Impressions encres pigmentaires sur papier coton, lettre manuscrite,
document photocopié, laisse de chien, graphite sur mur,
couverture militaire marron en laine, poils de chien,
240 x 800 cm







*2010-2015
: : "Je suis un animal mais je te respecte."


L'installation se présente au regard comme une bribe d'histoire. Elle rend hommage à un homme échoué sur les rives politiques de l’Europe. Migrant sans toit ni papiers, son nom de rue est Papillon. Il vit en solitaire à l’écart des groupes, s’éclipse la journée puis revient mendier en ville le soir. Son chien, le grand Vagabond, donne aux yeux de son maître un sens à sa vie. L'un ne quitte jamais l'autre. Ces dernières années, Ahmed Achhoud dit Papillon a vécu essentiellement en Algérie, en Suisse et en France. Il a connu deux expulsions vers son pays natal le Maroc, et en est reparti chaque fois par Gibraltar. Le 5 avril 2011, il fut expulsé par bâteau, loin de son chien, pour un ultime retour. Dans l'installation, une image du Centre de Rétention Administrative et une photo d'identité dégradée, photocopiée d'une carte de séjour périmée, côtoient les médailles de marathonien qu’il était.
Dans un parcours chaotique, le chien apparait comme un point de repère, une corde à laquelle se retenir. Une personne peut être plus que rejetée physiquement, géographiquement ou matériellement ; son exclusion constitue une dégradation et procède sournoisement par ruptures de sens. La question surgit : qui sommes-nous si l'autre ne nous reconnait pas ?

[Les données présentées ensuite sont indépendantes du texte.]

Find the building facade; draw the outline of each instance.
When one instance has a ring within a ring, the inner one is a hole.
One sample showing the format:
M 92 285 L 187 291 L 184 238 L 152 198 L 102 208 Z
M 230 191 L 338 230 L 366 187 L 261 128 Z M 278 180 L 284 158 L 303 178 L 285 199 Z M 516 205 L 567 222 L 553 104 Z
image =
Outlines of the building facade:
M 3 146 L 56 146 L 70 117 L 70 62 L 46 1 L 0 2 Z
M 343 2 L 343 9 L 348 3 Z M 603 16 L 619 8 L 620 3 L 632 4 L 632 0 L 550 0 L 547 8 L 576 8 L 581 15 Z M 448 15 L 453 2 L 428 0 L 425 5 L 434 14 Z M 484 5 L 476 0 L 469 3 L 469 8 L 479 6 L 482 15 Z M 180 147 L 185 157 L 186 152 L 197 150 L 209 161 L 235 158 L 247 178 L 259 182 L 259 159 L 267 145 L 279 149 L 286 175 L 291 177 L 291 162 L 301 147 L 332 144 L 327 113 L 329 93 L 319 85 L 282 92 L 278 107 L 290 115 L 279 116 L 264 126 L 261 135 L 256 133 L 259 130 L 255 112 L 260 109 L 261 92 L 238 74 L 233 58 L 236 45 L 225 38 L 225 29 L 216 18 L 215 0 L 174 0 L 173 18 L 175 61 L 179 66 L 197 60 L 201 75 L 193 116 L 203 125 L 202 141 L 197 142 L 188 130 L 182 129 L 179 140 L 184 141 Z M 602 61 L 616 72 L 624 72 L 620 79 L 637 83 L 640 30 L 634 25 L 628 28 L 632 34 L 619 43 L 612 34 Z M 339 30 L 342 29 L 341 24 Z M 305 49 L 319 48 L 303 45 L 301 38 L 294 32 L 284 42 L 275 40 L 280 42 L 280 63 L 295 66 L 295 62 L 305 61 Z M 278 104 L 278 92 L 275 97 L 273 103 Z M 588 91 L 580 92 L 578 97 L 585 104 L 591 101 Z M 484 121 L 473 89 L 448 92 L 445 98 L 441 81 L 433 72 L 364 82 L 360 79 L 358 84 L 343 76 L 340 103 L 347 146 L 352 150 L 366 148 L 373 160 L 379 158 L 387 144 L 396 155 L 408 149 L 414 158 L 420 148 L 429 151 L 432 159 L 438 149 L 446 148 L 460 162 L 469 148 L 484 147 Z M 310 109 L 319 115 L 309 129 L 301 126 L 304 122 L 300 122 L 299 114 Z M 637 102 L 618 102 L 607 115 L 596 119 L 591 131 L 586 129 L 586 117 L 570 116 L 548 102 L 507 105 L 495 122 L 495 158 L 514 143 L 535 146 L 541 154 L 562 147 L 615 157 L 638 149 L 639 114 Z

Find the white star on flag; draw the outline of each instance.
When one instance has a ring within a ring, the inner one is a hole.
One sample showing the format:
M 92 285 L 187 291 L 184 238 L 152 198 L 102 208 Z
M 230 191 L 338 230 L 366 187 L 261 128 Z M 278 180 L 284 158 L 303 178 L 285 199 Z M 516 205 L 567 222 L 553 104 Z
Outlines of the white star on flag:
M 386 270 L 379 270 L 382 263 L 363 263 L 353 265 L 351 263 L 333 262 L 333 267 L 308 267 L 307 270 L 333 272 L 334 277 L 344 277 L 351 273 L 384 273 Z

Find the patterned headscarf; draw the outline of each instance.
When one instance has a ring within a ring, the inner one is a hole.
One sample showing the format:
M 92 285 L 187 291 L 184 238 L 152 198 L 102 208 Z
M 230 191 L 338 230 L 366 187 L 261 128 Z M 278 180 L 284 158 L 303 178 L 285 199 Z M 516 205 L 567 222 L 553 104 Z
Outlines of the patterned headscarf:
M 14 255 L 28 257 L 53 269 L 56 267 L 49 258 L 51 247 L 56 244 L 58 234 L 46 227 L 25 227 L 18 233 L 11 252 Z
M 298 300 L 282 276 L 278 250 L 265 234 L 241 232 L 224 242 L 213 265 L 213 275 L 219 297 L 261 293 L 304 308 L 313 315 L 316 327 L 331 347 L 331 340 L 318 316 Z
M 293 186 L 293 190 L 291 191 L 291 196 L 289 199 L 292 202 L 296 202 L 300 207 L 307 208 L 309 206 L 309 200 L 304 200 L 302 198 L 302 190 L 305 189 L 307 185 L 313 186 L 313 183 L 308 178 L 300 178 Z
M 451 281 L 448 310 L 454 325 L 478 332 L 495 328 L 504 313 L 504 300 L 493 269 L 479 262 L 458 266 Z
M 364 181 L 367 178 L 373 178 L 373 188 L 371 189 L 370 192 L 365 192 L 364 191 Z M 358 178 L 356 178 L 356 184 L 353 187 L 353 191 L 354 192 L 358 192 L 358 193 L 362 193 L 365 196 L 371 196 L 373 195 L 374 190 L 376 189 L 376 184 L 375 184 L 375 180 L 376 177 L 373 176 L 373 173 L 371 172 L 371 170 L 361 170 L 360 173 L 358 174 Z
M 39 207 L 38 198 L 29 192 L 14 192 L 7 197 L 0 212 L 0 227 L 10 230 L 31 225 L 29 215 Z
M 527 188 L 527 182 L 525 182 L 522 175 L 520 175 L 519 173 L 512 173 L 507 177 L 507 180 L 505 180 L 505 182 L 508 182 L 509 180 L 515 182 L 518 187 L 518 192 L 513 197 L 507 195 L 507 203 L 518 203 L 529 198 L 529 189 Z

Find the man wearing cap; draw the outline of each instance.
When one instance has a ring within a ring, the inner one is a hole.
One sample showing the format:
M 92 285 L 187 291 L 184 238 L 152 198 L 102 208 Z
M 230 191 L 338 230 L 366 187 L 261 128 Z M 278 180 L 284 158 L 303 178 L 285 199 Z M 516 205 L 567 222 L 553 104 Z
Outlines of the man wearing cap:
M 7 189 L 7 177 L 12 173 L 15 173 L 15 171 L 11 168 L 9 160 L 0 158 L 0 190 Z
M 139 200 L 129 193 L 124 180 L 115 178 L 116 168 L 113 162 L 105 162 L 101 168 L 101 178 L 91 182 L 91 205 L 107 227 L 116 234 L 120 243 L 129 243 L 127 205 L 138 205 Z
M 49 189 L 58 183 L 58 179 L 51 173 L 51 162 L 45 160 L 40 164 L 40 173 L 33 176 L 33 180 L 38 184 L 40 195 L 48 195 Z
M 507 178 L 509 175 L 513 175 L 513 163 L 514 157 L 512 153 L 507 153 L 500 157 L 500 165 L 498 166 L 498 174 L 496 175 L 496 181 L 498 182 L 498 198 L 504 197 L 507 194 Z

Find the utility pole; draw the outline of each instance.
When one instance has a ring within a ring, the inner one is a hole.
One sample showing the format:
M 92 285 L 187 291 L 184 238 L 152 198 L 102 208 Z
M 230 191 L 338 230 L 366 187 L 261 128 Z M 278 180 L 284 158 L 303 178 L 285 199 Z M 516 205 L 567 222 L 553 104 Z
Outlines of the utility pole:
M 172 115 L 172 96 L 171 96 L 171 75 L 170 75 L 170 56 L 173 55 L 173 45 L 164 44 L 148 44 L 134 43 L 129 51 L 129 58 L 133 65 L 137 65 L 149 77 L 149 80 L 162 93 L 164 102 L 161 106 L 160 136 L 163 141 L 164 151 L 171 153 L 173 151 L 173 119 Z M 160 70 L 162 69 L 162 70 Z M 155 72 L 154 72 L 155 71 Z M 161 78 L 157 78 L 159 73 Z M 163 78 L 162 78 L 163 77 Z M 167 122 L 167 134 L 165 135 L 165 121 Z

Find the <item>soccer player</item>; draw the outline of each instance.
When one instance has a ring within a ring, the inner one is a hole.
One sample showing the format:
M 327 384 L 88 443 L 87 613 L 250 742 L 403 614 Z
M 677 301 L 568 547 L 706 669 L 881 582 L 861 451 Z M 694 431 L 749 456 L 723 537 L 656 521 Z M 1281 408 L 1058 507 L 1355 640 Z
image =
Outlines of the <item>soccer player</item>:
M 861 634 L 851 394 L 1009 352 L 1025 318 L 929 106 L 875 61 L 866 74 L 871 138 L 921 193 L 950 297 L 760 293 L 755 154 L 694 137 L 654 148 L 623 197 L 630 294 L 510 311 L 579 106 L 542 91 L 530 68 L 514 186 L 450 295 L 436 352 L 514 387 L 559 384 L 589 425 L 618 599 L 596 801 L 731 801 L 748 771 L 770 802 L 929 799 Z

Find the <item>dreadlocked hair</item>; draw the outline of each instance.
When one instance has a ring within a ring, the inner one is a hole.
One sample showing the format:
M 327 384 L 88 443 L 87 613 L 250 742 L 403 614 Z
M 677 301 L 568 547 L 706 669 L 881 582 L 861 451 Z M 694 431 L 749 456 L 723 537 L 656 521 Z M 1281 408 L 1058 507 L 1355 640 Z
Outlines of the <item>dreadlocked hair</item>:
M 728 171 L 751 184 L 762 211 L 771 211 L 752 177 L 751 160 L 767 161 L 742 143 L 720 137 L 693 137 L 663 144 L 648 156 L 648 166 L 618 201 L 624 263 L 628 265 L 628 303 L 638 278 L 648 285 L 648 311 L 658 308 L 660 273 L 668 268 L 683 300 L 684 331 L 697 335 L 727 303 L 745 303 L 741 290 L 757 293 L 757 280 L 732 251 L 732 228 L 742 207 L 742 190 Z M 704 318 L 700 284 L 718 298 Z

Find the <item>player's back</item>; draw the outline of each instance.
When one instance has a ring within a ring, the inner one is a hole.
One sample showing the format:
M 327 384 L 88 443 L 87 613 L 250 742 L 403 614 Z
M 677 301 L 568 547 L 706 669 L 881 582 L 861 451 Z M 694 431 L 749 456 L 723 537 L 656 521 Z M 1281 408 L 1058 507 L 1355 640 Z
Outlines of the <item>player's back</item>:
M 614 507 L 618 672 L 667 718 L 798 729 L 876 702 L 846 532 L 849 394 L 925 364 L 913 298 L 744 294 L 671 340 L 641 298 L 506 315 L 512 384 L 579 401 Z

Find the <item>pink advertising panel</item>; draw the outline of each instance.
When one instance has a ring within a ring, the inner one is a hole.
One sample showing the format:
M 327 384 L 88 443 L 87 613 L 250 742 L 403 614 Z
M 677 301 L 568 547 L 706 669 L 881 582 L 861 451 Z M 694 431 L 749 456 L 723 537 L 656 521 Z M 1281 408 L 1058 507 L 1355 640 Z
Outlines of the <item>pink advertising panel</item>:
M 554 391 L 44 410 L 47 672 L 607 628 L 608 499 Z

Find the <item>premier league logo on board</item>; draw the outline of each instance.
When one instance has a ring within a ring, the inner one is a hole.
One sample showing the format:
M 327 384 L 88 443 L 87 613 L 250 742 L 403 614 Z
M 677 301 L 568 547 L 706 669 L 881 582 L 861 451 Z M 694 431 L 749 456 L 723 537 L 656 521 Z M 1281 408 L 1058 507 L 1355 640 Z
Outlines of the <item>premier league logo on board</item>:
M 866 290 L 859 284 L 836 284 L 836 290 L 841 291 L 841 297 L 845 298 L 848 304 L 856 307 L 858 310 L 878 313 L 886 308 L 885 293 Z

Homère écrit dans L'Odyssée le retour d'Ulysse après vingt ans d'absence auprès des siens. Déguisé en mendiant, personne ne le reconnait excepté son chien, Argos. Ce dernier meurt sur le moment ému par l'apparition de son maître. Par de nombreux récits, les animaux sont ancrés dans notre passé. Ils évoquent en nous des émotions allant de la fascination à la crainte. « Je suis un animal mais je te respecte » : cette violente parole de Papillon est ici intérieurement reliée à un texte, publié à titre posthume, de Jacques Derrida : L'animal que donc je suis. Ce titre qui joue de l’ambiguïté du verbe conjugué – être et suivre à la fois – évoque un moment vécu par l’auteur, qui constitue le point de départ de ce livre : une expérience de nudité honteuse devant un animal. A partir de là, Derrida développe une pensée sans présomptions qui nourrit une autre conception du vivant, développe une interrogation sur le langage, aborde la question du rapport de pouvoir entre dominant et dominé. Les regards portés sur l'altérité mettent en jeu la dignité. Dans l'installation, la nudité est omniprésente – le torse nu, tatoué, la couverture rêche, brute et imposante, les poils du chien, entrent en résonance, esquissent des confusions, donnent forme à des interrogations, elles aussi porteuses d’ambiguïtés.